Saturday Night Live recap: Liev Schreiber leads a directionless post-midterms episode
And so it came time to bid farewell to Jeff Sessions. In the wake of the attorney general's dismissal this week, Kate McKinnon pulled out her elf-like impression of the Southern politician for the last time. Considering the most famous parts of Sessions' reign included justifying the imprisonment of thousands of children in concentration camps, rolling back civil rights protections, and serving as the overall "intellectual godfather" of the Trump administration's nationalist politics, there weren't many jokes to be wrung from his tenure.
The climax of the sketch involved McKinnon's Sessions singing Adele's "Someone Like You" to a framed photo of Alec Baldwin's Trump, alongside flashbacks to many prior SNL skits that featured them together. It was reminiscent of the post-election show in 2016, when McKinnon's Hillary Clinton spent the cold open singing Leonard Cohen's "Hallelujah." It sure seems like, when a political event happens and SNL doesn't quite know how to make it funny, their last resort is to put McKinnon out there and have her cover a pop song as one of her goofy characters.
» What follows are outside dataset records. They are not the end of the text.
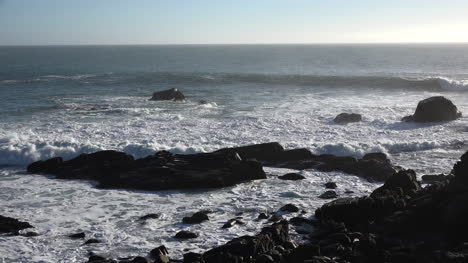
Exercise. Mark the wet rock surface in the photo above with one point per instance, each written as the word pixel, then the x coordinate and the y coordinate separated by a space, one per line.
pixel 12 226
pixel 160 171
pixel 170 94
pixel 434 109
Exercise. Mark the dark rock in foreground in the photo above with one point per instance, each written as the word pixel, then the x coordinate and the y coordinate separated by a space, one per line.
pixel 185 235
pixel 373 166
pixel 12 226
pixel 170 94
pixel 347 118
pixel 292 177
pixel 160 171
pixel 196 218
pixel 434 109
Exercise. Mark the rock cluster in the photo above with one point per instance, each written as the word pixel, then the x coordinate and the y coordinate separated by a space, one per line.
pixel 162 170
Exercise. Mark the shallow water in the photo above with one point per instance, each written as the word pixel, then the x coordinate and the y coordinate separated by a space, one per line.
pixel 63 101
It always feels a little empty.
The funniest bit was probably the last-minute arrival of Robert De Niro's Robert Mueller, who thanked Sessions for helping his investigation "more than you'll ever know." He then made an explicit Harry Potter reference, offering Sessions "piece of toilet paper from the bottom of Mr. Trump's shoe" to grant his freedom house-elf style. It's hard to imagine a goofier cultural mashup than Robert De Niro saying "you know how in Harry Potter when…" so props for that.
This may surprise you, but Liev Schreiber is not a comedian! The announcement that the usually-serious Ray Donovan star would be hosting SNL was confusing from the get-go, and Schreiber spent most of his monologue trying to explain and justify it. Ultimately, he told the audience, feel free to laugh if you think it's funny, but if he won't be offended if you don't. Because hey, at the end of the day, "I'm a very famous actor, with a great deal of money and a really nice apartment."
Schreiber also kickstarted SNL's apolitical take on the midterm elections, celebrating the fact that hundreds of millions of Americans turned out to vote rather than any specific political results. This attitude would continue throughout the episode, including one digital short about finding things Democrats and Republicans can agree on, and Pete Davidson's attempt to directly reach across the aisle on "Weekend Update."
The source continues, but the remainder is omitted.